Judith Shomrony und Richard B. Benson ausgezeichnet.
(RMS) Das Verdienstkreuz ist eine der höchsten Auszeichnungen der Stadt Innsbruck und wird an Persönlichkeiten verliehen, die sich um die Tiroler Landeshauptstadt besondere Verdienste erworben haben.
Am 21. Mai zeichnete Bürgermeisterin Mag.a Christine Oppitz-Plörer im Rahmen eines Festaktes in den Ursulinensälen Judith Shomrony und Richard B. Benson mit dem Verdienstkreuz der Stadt Innsbruck aus – wie schon Abraham Gafni am 10. Mai wurden damit erstmals jüdische MitbürgerInnen mit dem Verdienstkreuz ausgezeichnet, die zwar nicht mehr in Innsbruck leben, deren innere Verbundenheit zur Tiroler Landeshauptstadt aber stets aufrecht blieb.

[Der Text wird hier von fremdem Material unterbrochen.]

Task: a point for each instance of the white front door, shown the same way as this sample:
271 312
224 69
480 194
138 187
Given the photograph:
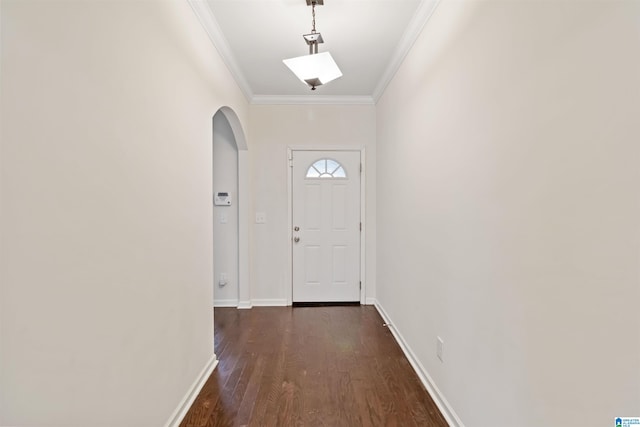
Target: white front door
326 226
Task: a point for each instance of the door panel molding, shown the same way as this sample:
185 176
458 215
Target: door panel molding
363 169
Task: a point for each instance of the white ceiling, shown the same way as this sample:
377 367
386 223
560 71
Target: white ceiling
367 38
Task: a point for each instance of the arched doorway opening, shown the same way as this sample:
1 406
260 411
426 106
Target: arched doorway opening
230 217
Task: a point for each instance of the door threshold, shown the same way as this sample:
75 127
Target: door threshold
325 304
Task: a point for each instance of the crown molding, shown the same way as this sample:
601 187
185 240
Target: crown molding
425 10
420 18
311 99
212 28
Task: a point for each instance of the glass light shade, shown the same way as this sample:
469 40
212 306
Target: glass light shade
314 70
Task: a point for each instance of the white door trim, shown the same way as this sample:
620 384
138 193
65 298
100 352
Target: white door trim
290 149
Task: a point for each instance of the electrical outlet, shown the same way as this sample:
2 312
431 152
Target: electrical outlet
440 349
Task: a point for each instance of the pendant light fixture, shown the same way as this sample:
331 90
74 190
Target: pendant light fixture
314 69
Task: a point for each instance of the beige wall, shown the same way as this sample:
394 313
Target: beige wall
225 232
106 259
273 129
509 139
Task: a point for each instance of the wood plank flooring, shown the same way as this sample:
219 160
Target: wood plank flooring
310 366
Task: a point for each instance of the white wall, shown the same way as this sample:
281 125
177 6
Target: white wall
225 234
509 139
273 129
106 222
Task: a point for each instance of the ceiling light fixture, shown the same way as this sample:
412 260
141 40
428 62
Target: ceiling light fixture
314 69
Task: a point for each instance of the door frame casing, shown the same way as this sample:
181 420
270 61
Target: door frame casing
363 171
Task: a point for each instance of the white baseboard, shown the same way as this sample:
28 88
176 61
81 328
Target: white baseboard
243 305
269 302
186 402
225 302
445 408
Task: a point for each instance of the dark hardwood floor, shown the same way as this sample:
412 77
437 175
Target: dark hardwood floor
309 366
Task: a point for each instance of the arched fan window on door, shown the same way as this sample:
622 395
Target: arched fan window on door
326 168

„Ich verleihe diese Auszeichnung mit tiefem Respekt für Judith Shomrony und Richard B. Benson, deren Familien die furchtbaren Ereignisse des Nationalsozialismus in Innsbruck miterlebt haben“, so Bürgermeisterin Mag.a Christine Oppitz-Plörer. „Ihre Nähe zu unserer Stadt blieb aber auch in der Ferne stets aufrecht und daher ist die Verleihung des Verdienstkreuzes auch ein Zeichen der Verbundenheit der Stadt Innsbruck mit Ihnen.“

„Ein gegenseitiges Händereichen“
Der Historiker Univ.-Doz. Mag. Dr. Horst Schreiber brachte den Festgästen in seiner Rede die Geschichte der Juden in Tirol und Innsbruck nahe. Dr. Esther Fritsch, Präsidentin der Israelitischen Kultusgemeinde, beglückwünschte Judith Shomrony und Richard B. Benson und bedankte sich dafür, dass mit diesem Festakt „die Erinnerung an das dunkelste Kapitel in der Geschichte der israelitischen Kultusgemeinde in Tirol wach gehalten bleibt, gleichzeitig die Verleihung der Verdienstkreuze aber ein gegenseitiges Händereichen symbolisiert.“
Unter den zahlreichen Ehrengästen des Festaktes, der von Mitgliedern des Tiroler Symphonieorchesters musikalisch umrahmt wurde, befanden sich neben Vizebürgermeister Franz X. Gruber und Stadträtin Mag.a Sonja Pitscheider auch zahlreiche Mitglieder des Gemeinderates.

Judith Shomrony, die 1918 als Erika Schwarz in Innsbruck geboren wurde, ist die Tochter von Richard Schwarz, der Mitinhaber des ehemaligen Kaufhauses Bauer & Schwarz (das heutige Kaufhaus Tyrol) war. Nach der Arisierung des Kaufhauses 1938 flüchtete Erika Schwarz nach Paris und Manchester, bis sie schließlich nach Palästina heiratete. Heute lebt sie in der Nähe von Tel Aviv.

Richard B. Benson ist der Enkelsohn von Ing. Richard Berger, ehemaliger Vorstand der Israelitischen Kultusgemeinde Innsbruck. Berger setzte sich trotz der sich verschärfenden politischen Lage und der Gewalt der Nationalsozialisten stark für die Mitglieder der jüdischen Gemeinde ein – in der „Reichskristallnacht“ 1938 wurde er ermordet. Richard B. Benson lebt heute in London.